Sunset, the new film from Son of Saul director Laszlo Nemes was the obvious choice for Hungary to submit to the Oscars, but Winter might have been a competitive dark horse candidate. It touches all the usual bases of films documenting historical human rights abuses, but it is also surprisingly forthright in the way addresses survival strategies. It is not what you might assume (stealing food and the like), but rather a matter of giving up hope of any eventual return, in order to reset your life in the camp at zero.
As Walter, Marina Gera truly looks like she is dragged through Hell and back during the course of the film. It is a brave performance, but it is quiet and natural rather than flashy. Yet, it is Sándor Csányi who really lowers the emotional boom as the roguish Müller. Even if it is partly born of necessity, their romance is ultimately quite beautiful, in an exquisitely sad kind of way.
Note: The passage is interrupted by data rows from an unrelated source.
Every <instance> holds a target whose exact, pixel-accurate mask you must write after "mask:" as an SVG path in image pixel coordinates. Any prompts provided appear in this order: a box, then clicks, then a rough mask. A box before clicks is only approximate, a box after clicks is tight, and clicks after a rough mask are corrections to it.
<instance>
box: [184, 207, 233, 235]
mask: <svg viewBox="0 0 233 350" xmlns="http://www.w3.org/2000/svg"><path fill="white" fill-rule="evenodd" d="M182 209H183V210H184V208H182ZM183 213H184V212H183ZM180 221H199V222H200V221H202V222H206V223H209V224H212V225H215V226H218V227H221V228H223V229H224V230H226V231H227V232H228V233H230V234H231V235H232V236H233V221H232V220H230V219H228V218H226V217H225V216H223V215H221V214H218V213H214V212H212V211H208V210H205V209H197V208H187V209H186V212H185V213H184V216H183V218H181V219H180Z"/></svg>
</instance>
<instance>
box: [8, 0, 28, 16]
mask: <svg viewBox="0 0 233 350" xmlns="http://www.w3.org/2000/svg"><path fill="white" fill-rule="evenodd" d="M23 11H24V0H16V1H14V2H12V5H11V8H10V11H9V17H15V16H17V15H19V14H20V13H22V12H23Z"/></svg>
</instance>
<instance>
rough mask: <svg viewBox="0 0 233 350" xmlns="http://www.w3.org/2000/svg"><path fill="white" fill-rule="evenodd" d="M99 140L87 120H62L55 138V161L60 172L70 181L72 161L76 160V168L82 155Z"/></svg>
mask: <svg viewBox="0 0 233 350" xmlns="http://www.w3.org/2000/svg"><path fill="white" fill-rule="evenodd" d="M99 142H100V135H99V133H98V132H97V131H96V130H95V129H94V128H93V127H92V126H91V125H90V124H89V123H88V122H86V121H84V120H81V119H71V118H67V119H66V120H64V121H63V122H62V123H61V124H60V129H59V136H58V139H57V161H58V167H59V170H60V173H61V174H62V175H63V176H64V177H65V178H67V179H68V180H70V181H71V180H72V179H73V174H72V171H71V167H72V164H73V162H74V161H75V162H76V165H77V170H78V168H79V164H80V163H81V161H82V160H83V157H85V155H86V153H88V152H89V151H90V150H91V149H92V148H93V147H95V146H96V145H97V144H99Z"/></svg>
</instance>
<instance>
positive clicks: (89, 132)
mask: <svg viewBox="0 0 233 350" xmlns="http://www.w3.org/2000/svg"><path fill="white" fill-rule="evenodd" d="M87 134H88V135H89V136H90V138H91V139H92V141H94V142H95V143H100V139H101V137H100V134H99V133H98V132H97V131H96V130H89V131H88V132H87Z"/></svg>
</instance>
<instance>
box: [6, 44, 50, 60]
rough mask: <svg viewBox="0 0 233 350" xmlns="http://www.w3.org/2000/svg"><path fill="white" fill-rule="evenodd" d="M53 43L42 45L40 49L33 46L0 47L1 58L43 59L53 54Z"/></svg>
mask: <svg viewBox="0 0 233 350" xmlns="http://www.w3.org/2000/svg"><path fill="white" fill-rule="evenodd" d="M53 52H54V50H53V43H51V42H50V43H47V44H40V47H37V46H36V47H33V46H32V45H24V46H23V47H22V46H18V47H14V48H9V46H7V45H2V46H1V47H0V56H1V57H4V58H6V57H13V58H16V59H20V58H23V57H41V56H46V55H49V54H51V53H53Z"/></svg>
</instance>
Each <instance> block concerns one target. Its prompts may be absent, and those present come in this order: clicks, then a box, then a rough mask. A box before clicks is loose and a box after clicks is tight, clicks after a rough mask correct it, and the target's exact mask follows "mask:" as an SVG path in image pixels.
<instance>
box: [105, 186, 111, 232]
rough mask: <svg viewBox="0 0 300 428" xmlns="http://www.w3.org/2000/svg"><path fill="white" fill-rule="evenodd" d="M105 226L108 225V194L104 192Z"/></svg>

Just when you think Walter and Müller might catch a break, the Communists throw them another curve ball—one that will be especially ironic to contemporary viewers who lived through the 1990s Balkan War and have followed the current refugee controversies in Europe. Szász and Norbert Köbli’s screenplay, adapted from János Havasi’s book, is smart, challenging, and heartbreaking. The former also has a keen eye for framing dramatic shots, but Gergely Parádi’s heavy-handed score does not match the rest of the film’s complexity (a minor flaw, at most). Very highly recommended, Eternal Winter screens this afternoon (10/13), Tuesday (10/16), and Friday (10/19), as part of this year’s Heartland International Film Festival.